Nous avons toujours été des pionniers de l’IA sémantique. Nous avons travaillé toutes les dimensions de ce métier et avons réalisé beaucoup de choses avant l’arrivée d’OpenAI et des large language model [ChatGPT et consorts…]. Nous maîtrisons toute l’approche de collecte du contenu, de son analyse de la vectorisation des éléments contextuels pour le faire rentrer dans un univers mathématique et développer les bons algorithmes. Et cela fait deux ans que l’on travaille avec le modèle Bert de Google ou encore ChatGPT mais aussi d’autres produits d’OpenAI comme Whisper, ou Clip qui fait de la reconnaissance vidéo. Aujourd’hui, on arrive à des performances identiques voire supérieures à ce qui se faisait avec le cookie tiers.

Est-ce pour mettre en place tout cela que Weborama a été moins « visible » ces dernières années ?
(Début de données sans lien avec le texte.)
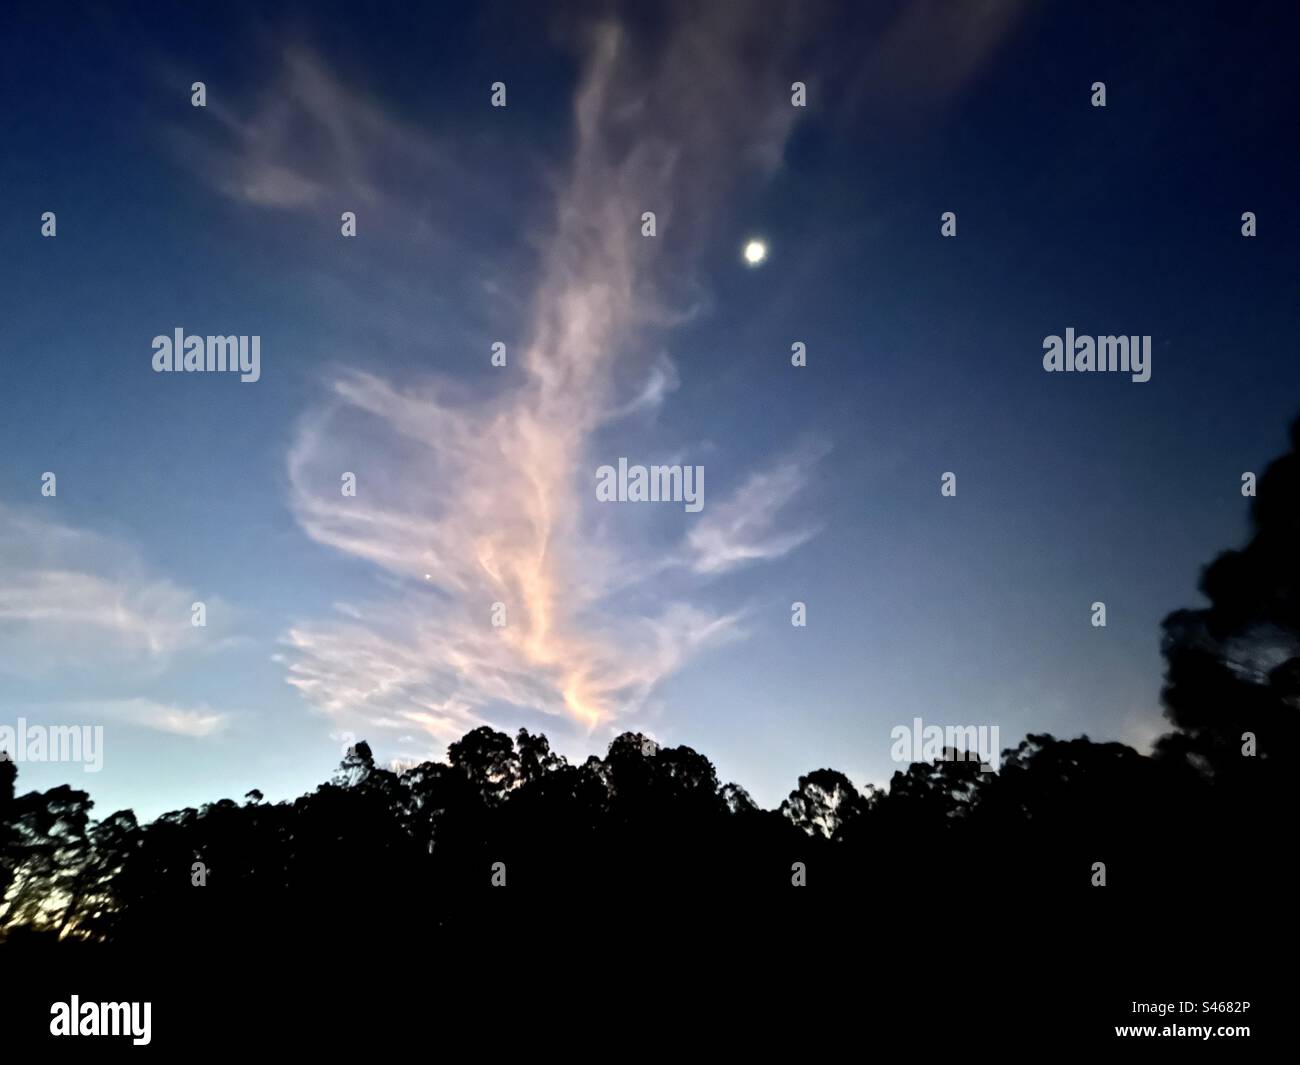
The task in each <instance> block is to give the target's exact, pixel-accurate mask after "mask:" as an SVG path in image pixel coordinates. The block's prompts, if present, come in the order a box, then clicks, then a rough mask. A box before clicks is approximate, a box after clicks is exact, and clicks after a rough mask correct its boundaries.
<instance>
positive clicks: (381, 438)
mask: <svg viewBox="0 0 1300 1065" xmlns="http://www.w3.org/2000/svg"><path fill="white" fill-rule="evenodd" d="M762 29H763V26H762V23H761V22H759V21H757V20H754V18H753V14H751V13H750V14H746V16H742V14H740V13H737V12H735V10H729V9H728V5H711V7H710V8H708V9H707V10H702V12H698V13H697V14H695V16H693V17H692V18H689V20H686V21H685V22H684V23H682V25H681V26H679V27H677V30H676V31H675V36H673V38H672V39H671V40H669V42H668V43H667V46H664V47H663V48H662V49H660V51H656V52H645V51H642V49H641V48H640V47H638V46H637V44H636V43H634V42H633V40H630V39H629V38H628V36H625V35H624V34H623V33H621V31H620V30H619V27H617V26H616V25H614V23H603V25H601V26H599V27H597V29H595V30H594V31H593V34H591V36H590V38H589V44H590V51H589V60H588V65H586V72H585V75H584V78H582V82H581V85H580V87H578V91H577V95H576V100H575V127H576V139H575V143H573V151H572V159H571V161H569V165H568V177H567V181H565V183H564V185H563V187H562V189H560V192H559V196H558V202H556V207H555V224H554V230H552V231H551V233H550V234H549V237H547V238H546V239H545V241H543V251H542V263H541V273H539V281H538V283H537V287H536V291H534V294H533V302H532V308H533V309H532V315H530V326H529V329H528V334H526V337H528V338H526V343H524V345H523V346H521V350H520V352H519V356H517V362H515V355H513V354H512V355H511V359H512V362H511V373H510V376H508V377H507V376H506V375H502V381H503V382H507V384H504V385H503V386H502V388H500V389H499V390H489V391H486V393H481V394H474V395H468V397H467V395H465V394H464V390H463V389H456V388H454V386H452V385H450V384H448V382H445V381H433V382H428V384H421V385H417V386H413V385H408V386H399V385H396V384H394V382H391V381H387V380H383V378H381V377H378V376H376V375H372V373H360V372H348V371H344V372H341V373H338V375H337V376H335V377H334V378H333V380H331V382H330V385H329V395H328V399H326V402H325V403H322V404H321V406H320V407H317V408H315V410H312V411H311V412H309V414H308V415H307V416H305V417H304V419H303V421H302V424H300V427H299V430H298V434H296V438H295V441H294V445H292V447H291V450H290V454H289V462H287V468H289V480H290V485H291V497H290V505H291V507H292V511H294V514H295V516H296V519H298V521H299V523H300V525H302V528H303V529H304V531H305V532H307V534H308V536H311V537H312V538H313V540H316V541H318V542H321V544H325V545H329V546H330V547H333V549H335V550H338V551H341V553H343V554H346V555H350V557H354V558H357V559H363V560H365V562H368V563H370V564H373V566H376V567H380V570H381V571H382V572H383V573H385V575H386V577H387V585H389V589H390V592H389V594H387V596H386V597H378V598H376V599H374V601H372V602H365V603H339V605H338V610H337V616H334V618H324V619H305V620H302V622H300V623H298V624H295V625H294V627H292V628H291V629H290V631H289V632H287V633H286V636H285V641H283V642H285V650H283V651H282V654H281V655H279V658H281V661H282V662H283V663H285V666H286V670H287V677H289V683H290V684H292V685H294V687H296V688H298V689H299V690H300V692H302V693H303V694H304V696H305V697H307V698H308V700H309V701H311V702H312V703H313V705H315V706H316V707H318V709H320V710H322V711H325V713H326V714H329V715H330V717H331V718H333V719H334V720H335V722H348V723H351V722H354V720H355V722H356V723H359V724H360V723H363V722H364V723H365V724H367V726H377V727H381V728H389V730H394V731H396V730H404V731H409V730H411V727H412V726H415V727H419V728H420V730H422V731H424V732H426V733H428V735H432V736H433V737H435V739H438V740H441V741H443V743H445V741H448V740H452V739H455V737H458V736H459V735H461V733H463V732H464V731H465V730H467V728H468V727H473V726H476V724H480V723H484V722H486V720H491V719H493V718H494V717H495V715H497V714H498V713H499V711H500V709H502V707H515V709H520V710H526V711H536V713H541V714H550V715H558V717H559V715H562V717H563V718H564V719H567V720H571V722H575V723H576V724H577V726H578V727H585V728H588V730H590V728H595V727H598V726H612V724H614V723H615V722H616V720H619V719H623V718H625V717H628V715H633V714H637V713H638V711H640V710H642V709H643V707H645V706H646V705H647V701H649V700H650V696H651V693H653V690H654V689H655V687H656V685H658V684H659V683H660V681H662V680H663V679H664V677H667V676H669V675H671V674H673V672H675V671H676V670H679V668H680V667H681V666H682V663H684V662H686V661H688V659H689V658H690V657H692V655H694V654H698V653H701V651H702V650H705V649H707V648H711V646H715V645H718V644H720V642H724V641H727V640H733V638H740V637H741V636H742V635H744V624H742V623H744V618H742V614H741V612H740V611H735V610H718V609H714V607H710V606H706V605H703V603H702V602H701V598H702V594H701V593H702V585H703V580H705V579H706V577H707V576H708V575H710V573H712V572H719V571H722V570H725V568H728V567H729V566H732V564H735V563H737V562H740V560H741V559H772V558H777V557H780V555H783V554H785V553H787V551H789V550H793V549H794V547H796V546H798V545H800V544H802V542H803V541H805V540H807V537H809V536H811V533H813V529H811V528H807V527H803V525H801V527H800V528H798V529H796V531H789V532H783V531H780V529H777V527H776V524H775V512H776V511H777V510H780V508H781V507H784V506H787V505H788V503H789V502H790V501H792V499H793V498H794V495H796V493H797V492H798V488H800V484H801V477H802V476H803V475H805V473H806V472H807V468H809V464H810V463H811V462H815V459H816V458H818V455H815V454H813V453H801V454H800V455H798V456H797V458H793V459H785V460H783V462H780V463H779V464H777V466H776V467H775V468H772V469H770V471H766V472H764V471H759V472H757V473H753V475H751V476H750V477H749V479H748V480H741V486H740V489H738V490H737V492H736V493H735V494H733V495H732V497H731V498H728V499H725V501H723V502H722V503H708V502H707V501H706V507H705V511H703V515H702V520H701V524H699V525H697V527H694V528H693V529H692V527H690V525H689V524H684V525H679V527H677V529H679V532H677V533H676V542H668V544H662V542H655V540H654V537H653V536H651V534H650V533H649V532H647V529H646V528H645V521H649V520H651V519H650V518H649V516H647V515H645V514H638V515H636V518H629V516H628V515H619V516H616V518H615V516H612V515H611V514H610V507H608V505H603V507H602V505H599V503H597V502H595V498H594V480H593V477H594V469H595V467H597V466H598V464H599V462H598V460H597V459H595V458H594V454H593V453H594V450H595V449H597V446H598V445H599V446H608V443H607V441H608V438H610V437H611V436H614V434H616V433H617V432H619V427H620V424H621V423H625V421H627V420H629V419H637V417H643V416H645V415H646V414H647V412H653V411H654V410H656V408H658V407H659V406H660V404H662V403H664V402H666V401H667V399H668V397H669V395H671V394H672V391H673V389H675V388H676V386H677V382H679V378H677V373H676V369H675V368H673V365H672V363H671V360H669V359H667V356H666V355H663V354H662V350H659V348H658V347H655V345H654V339H655V337H656V335H658V334H660V333H662V332H663V330H664V329H667V328H671V326H672V325H673V324H676V322H680V321H681V320H684V319H686V317H689V316H690V313H693V311H692V308H693V307H697V306H698V282H697V281H695V278H694V260H695V257H697V255H698V251H699V246H701V243H702V242H703V241H705V239H706V237H707V228H708V221H710V217H711V215H712V212H715V211H716V208H718V205H719V204H720V203H722V202H724V198H725V192H727V189H728V187H729V186H731V183H732V182H733V181H735V178H736V176H737V173H738V172H741V170H745V169H749V170H754V169H758V170H764V169H766V170H771V169H772V168H774V166H775V165H779V160H780V153H781V146H783V144H784V139H785V137H787V135H788V133H789V129H790V125H792V122H793V112H794V109H793V108H790V107H789V100H788V98H787V95H785V83H787V82H788V78H785V77H784V74H781V72H780V55H779V52H777V51H775V49H774V38H772V35H771V34H763V33H759V31H761V30H762ZM777 43H784V42H781V40H780V39H777ZM643 211H655V212H656V221H658V228H659V231H660V234H663V235H662V238H656V239H655V241H654V242H651V241H647V239H646V238H643V237H642V235H641V231H640V225H641V213H642V212H643ZM343 471H351V472H355V473H356V476H357V494H356V497H355V498H348V497H343V495H342V494H341V493H339V475H341V472H343ZM710 507H716V512H714V511H711V510H710ZM637 510H640V508H637ZM692 518H694V516H693V515H682V514H681V512H680V510H679V511H677V520H681V521H686V520H688V519H692ZM616 523H619V524H617V527H616V528H615V524H616ZM638 523H640V524H638ZM494 603H502V605H503V606H504V609H506V620H507V623H506V624H504V625H503V627H494V625H493V623H491V620H493V605H494Z"/></svg>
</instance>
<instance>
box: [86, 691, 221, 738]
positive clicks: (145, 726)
mask: <svg viewBox="0 0 1300 1065" xmlns="http://www.w3.org/2000/svg"><path fill="white" fill-rule="evenodd" d="M85 709H86V711H87V713H88V714H95V715H98V714H105V715H107V717H109V718H116V719H117V720H121V722H123V723H126V724H134V726H138V727H140V728H151V730H153V731H155V732H170V733H172V735H174V736H192V737H195V739H203V737H205V736H214V735H216V733H218V732H221V731H224V730H225V728H226V727H227V726H229V723H230V717H231V715H230V714H226V713H217V711H214V710H212V709H209V707H208V706H198V707H195V709H185V707H181V706H172V705H168V703H161V702H155V701H153V700H147V698H129V700H110V701H108V702H96V703H85Z"/></svg>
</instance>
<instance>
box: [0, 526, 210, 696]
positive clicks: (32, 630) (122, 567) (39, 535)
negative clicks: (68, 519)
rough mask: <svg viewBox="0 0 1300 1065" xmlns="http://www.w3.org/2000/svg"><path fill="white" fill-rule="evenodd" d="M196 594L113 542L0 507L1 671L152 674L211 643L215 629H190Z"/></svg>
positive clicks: (0, 614) (0, 664)
mask: <svg viewBox="0 0 1300 1065" xmlns="http://www.w3.org/2000/svg"><path fill="white" fill-rule="evenodd" d="M195 598H196V597H195V596H194V594H192V593H191V592H190V590H187V589H183V588H181V586H179V585H177V584H173V583H172V581H169V580H166V579H165V577H160V576H156V575H153V573H149V572H148V568H147V567H146V566H144V563H143V560H142V559H140V558H139V557H138V555H136V554H135V553H134V551H133V550H131V549H129V547H127V546H125V545H122V544H117V542H114V541H112V540H109V538H107V537H103V536H99V534H96V533H91V532H87V531H85V529H74V528H70V527H66V525H62V524H59V523H56V521H52V520H48V519H45V518H43V516H40V515H39V514H36V512H34V511H30V510H29V511H16V510H12V508H6V507H0V672H9V674H12V675H16V676H29V677H34V676H44V675H48V674H51V672H53V671H59V672H60V674H66V672H70V671H91V670H95V668H99V667H112V668H114V670H116V671H117V672H118V674H122V672H123V671H134V672H135V674H136V675H152V674H156V672H159V671H161V670H162V668H165V667H166V666H168V663H169V662H170V661H172V659H173V657H174V655H177V654H178V653H181V651H185V650H191V649H199V648H203V646H212V644H213V635H209V633H213V632H214V631H212V629H201V628H195V627H192V625H191V623H190V619H191V614H190V606H191V603H192V602H194V601H195ZM214 606H216V601H209V607H214Z"/></svg>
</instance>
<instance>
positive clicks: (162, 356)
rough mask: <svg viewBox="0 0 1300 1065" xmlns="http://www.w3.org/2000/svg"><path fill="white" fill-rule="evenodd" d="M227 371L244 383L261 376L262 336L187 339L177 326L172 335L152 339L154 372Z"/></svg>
mask: <svg viewBox="0 0 1300 1065" xmlns="http://www.w3.org/2000/svg"><path fill="white" fill-rule="evenodd" d="M226 369H229V371H233V372H235V373H238V375H239V380H240V381H243V382H246V384H251V382H252V381H256V380H257V378H259V377H261V337H260V335H256V337H187V335H185V330H183V329H182V328H181V326H177V328H175V330H174V333H173V335H170V337H164V335H157V337H155V338H153V372H155V373H168V372H185V373H203V372H207V373H213V372H216V371H226Z"/></svg>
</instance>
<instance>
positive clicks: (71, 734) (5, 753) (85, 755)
mask: <svg viewBox="0 0 1300 1065" xmlns="http://www.w3.org/2000/svg"><path fill="white" fill-rule="evenodd" d="M0 758H8V759H9V761H12V762H81V763H82V770H83V771H85V772H99V771H100V770H101V769H104V726H101V724H95V726H90V724H49V726H45V724H27V719H26V718H18V726H17V727H13V726H8V724H0Z"/></svg>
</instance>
C’est toujours délicat de communiquer quand on n’a pas les idées claires… Nous avons sorti la boîte de la cotation en 2020, car nous avions compris qu’il fallait réinventer une manière de travailler, et c’est compliqué de réfléchir profondément quand vous avez des résultats trimestriels à fournir. La période du covid n’a pas été facile, et nous avons planché sérieusement sur le sujet pour aboutir à ces conclusions. Nous avons arrêté les DMP, car nous avons compris que le cookie tiers était voué à mourir, et nous étions très exposés. Mais entre l’analytics, les DMP, les plateformes sémantiques, que fallait-il faire ? Le contextuel allait-il rester à la marge ? Nous avons participé à tous les calls avec Google durant ces années. Regardez les annonceurs dans l’univers pharmaceutique, ils n’ont pas le droit d’utiliser de données car elles sont sensibles. Ils n’ont pas d’autres solutions que le contextuel, et le Digital Service Act qui est entré en vigueur va encore compliquer la donne sur les données sensibles… Selon nous, il n’y a jamais eu d’opportunité aussi grande sur ce marché depuis l’arrivée du social. De nouveaux acteurs vont émerger, et les gagnants vont avoir beaucoup à gagner.

Chiffre Clé

75% Poids des Gafa dans le marché de la publicité digitale.